If you were to do the forwarding using a Postfix alias, the original sender's envelope address would be preserved and the bounce would go to him.
There isn't really much you can do about this other than using an alias to forward email. This can be setup in Virtualmin at Edit Mail and FTP Users -> your username -> Mail forwarding settings -> Forward to other addresses.
Submitted by Locutus on Fri, 12/03/2010 - 15:43 Comment #4
Yeah, that's exactly the issue. :)
So yeah, I suppose it's either "forward without spam checking", or "setup that delivery rule to locally file NDRs to avoid bounces".
Might it be possible to have an appropriate rule in the global procmailrc, you know, the one where Spam Assassin and ClamAV get called? Maybe controlled by a switch in Virtualmin, like the one for spam checking?
So that bounces are appropriately processed on a global level, instead of each user having to add that in Usermin (where most of them will have no idea what they are doing there and why)? :) I think other users might profit from this too, since the wish to spam-check mail before forwarding it is probably not too exotic?
Submitted by JamieCameron on Fri, 12/03/2010 - 15:56 Comment #5
Yeah, you can't do spam checking and forwarding using procmail in this case. But since the remote system is already doing spam checking, that seems OK ..
Submitted by Locutus on Fri, 12/03/2010 - 17:28 Comment #6
In this case, it's okay, yep.
Question that remains is, if I allow my users to create their own forwarding rules in Usermin, and they set one up. How do I avoid this mail bounce loop problem? It would seem that I can't, except I somehow force this special treatment of MAILER-DAEMON mails, as outlined before.
Submitted by JamieCameron on Fri, 12/03/2010 - 18:10 Comment #7
I can't really think of any method either unfortunately :-(
A global entry in /etc/procmailrc to not forwarding MAILER-DAEMON messages would help in this specific case, but wouldn't be a good idea in general as it could lead to users not getting bounce messages forwarded when the really should be.
The only real fix is to do forwarding using aliases rather than procmail rules.

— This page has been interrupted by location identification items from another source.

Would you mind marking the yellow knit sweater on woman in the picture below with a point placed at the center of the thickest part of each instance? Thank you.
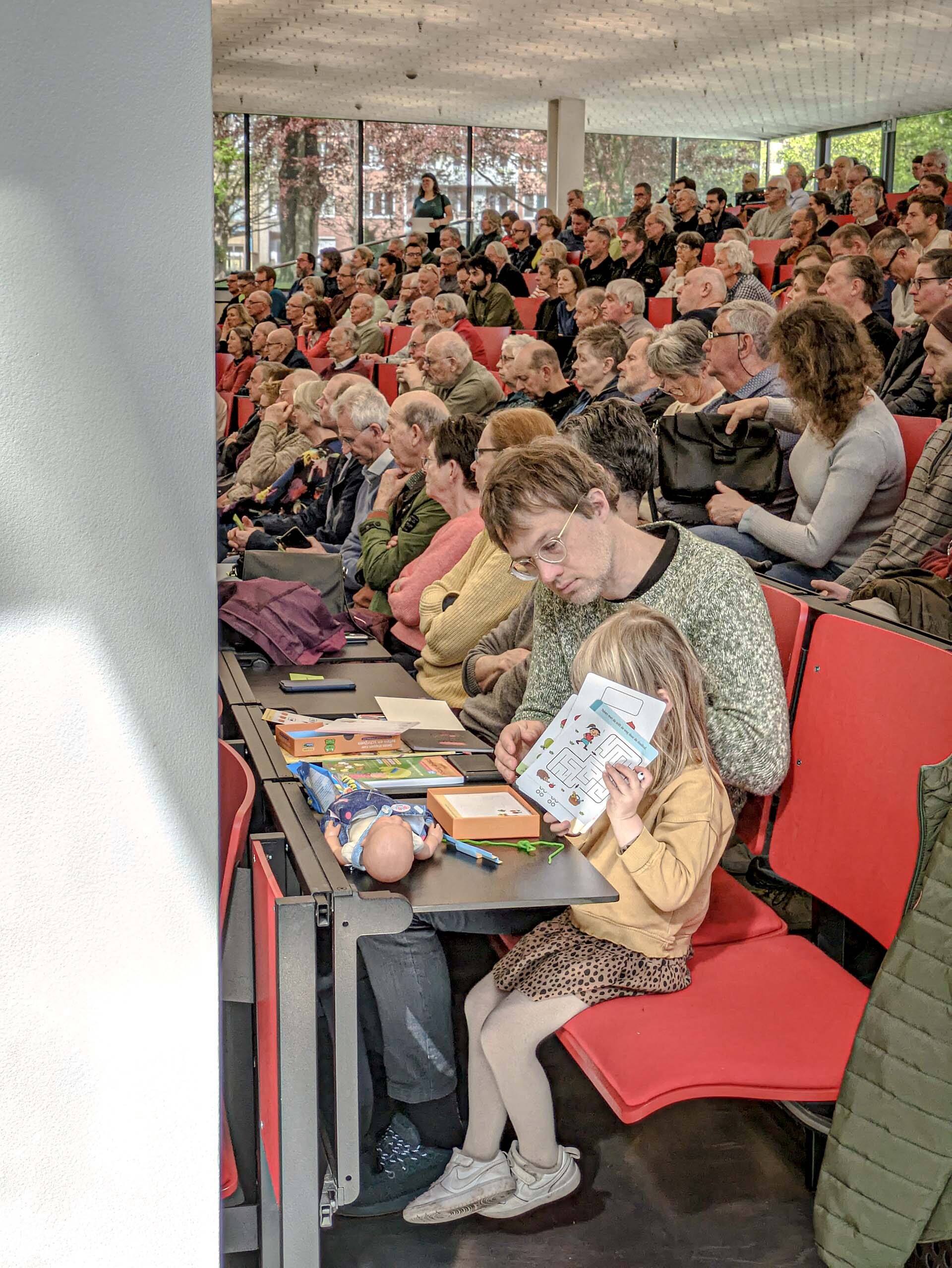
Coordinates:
(483, 594)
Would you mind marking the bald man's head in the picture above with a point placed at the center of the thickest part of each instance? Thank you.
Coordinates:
(448, 357)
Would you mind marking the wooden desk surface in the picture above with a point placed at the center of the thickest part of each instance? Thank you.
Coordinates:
(373, 679)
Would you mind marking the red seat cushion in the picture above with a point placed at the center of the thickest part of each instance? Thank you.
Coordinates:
(769, 1020)
(736, 914)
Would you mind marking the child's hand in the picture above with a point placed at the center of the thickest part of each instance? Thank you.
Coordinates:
(627, 785)
(431, 843)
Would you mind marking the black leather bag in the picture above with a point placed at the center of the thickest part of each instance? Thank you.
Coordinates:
(324, 572)
(694, 452)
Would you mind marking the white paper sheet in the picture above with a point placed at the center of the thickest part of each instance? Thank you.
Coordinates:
(429, 714)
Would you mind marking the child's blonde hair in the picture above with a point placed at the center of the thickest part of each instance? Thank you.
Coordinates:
(646, 651)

Submitted by Locutus on Sat, 12/04/2010 - 04:12 Comment #8
Okidoki, I guess this'll do for now. Thanks for your time!
Maybe you can consider it as a "feature request" to put some appropriate warning in the switch where you can set if users are allowed to create their own Procmail rules... as in "if you allow them to, they might cause mail loops if they don't know very well what they're doing" etc. :)
It's a bit of a pity actually. Allowing users to create their own forwardings would be a very nice feature. Not really an option though letting them do that unsupervised, if it can lead to such effects.
Submitted by JamieCameron on Sat, 12/04/2010 - 12:18 Comment #9
I think the only workable solution would be for users to create their own entry in /etc/postfix/virtual via some mechanism, perhaps a Usermin module with root permissions but strictly limited functionality (only editing one alias).